Lang and the team were after the type of rock that once existed deep within Earth's mantle — the layer between Earth's crust and core.

While the drill didn't go into the mantle itself, the sample contains pieces of it that rose up from deeper in the Earth due to tectonic activity.

The researchers could have drilled just about anywhere on the seafloor, but they chose a site near the Lost City because its conditions may echo the environment present when life started forming.

The Lost City has what are known as carbonate towers made of limestone that stream out fluid between about 59 degrees to 239 degrees Fahrenheit, Lang said.

These fluids have high amounts of hydrogen. "Hydrogen is a really good fuel source, and so microorganisms can use it to fuel their metabolisms," Lang said.

Perhaps it was crucial to early life forms, too.

When life started to form around 4 billion years ago, Earth was oxygen-free. Then the advent of photosynthesis came about, which was great for life on Earth but not so great for Lang's research.

"Photosynthesis has dramatically altered the surface of Earth by the production of O2, which has remade the types of minerals in rocks," Lang said.

That's why, instead of studying carbonate towers and the Lost City's surface, Lang and her colleagues drilled further down, about a half mile away.

If life debuted in this type of environment, signals to its origins could be locked inside the molecules deep underground, which are unaltered by surficial processes like photosynthesis, Lang said.

The research team collected an over 4,000-foot core of a dense igneous rock called peridotite.

Because Lang and the team were working with samples that had never been exposed to the surface, it was important to preserve their subsurface conditions.

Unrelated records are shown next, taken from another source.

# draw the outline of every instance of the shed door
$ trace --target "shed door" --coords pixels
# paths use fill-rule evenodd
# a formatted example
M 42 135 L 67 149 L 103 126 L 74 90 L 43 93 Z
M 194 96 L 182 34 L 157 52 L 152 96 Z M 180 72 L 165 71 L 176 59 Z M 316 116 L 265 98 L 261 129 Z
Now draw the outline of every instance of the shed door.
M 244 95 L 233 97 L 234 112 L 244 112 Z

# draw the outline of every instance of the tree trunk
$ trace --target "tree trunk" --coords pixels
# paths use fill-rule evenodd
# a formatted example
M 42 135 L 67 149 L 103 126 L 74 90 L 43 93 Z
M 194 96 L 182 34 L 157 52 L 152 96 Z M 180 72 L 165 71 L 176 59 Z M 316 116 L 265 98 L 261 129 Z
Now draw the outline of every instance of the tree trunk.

To do so, the team kept some rocks from being exposed to oxygen.

These samples from the deep give the researchers a better chance of seeing how molecules formed before photosynthesis started on Earth 3.5 billion years ago, Lang said.

While Lang looks for molecular signatures, others on the team are after something else.

Microbiologists want to look at the type and amount of microbes found on the rocks, geologist Johan Lissenberg, another member of the research team, told Reuters. It's another huge mystery the samples could help solve.

"We know very little about the rock microbes," Fengping Wang, a geomicrobiologist with the project, told Quanta Magazine earlier this year. "It's one of the last questions in the deep biosphere: What's in the hard rocks?"

The pathway to life may have started with hydrogen from a deep-sea vent. It created small organic compounds by mixing with carbon dioxide and water. More reactions led to longer organic acids and then amino acids, according to Lang. Eventually, the first microbes formed.

The research team is focused on the early steps in the process. "We are looking for the presence of a lot of these small organic molecules that we would expect are those first steps," Lang said.

It's still the early stages of the search for these molecules, but the researchers published their early results about the mantle's chemical makeup in the journal Science.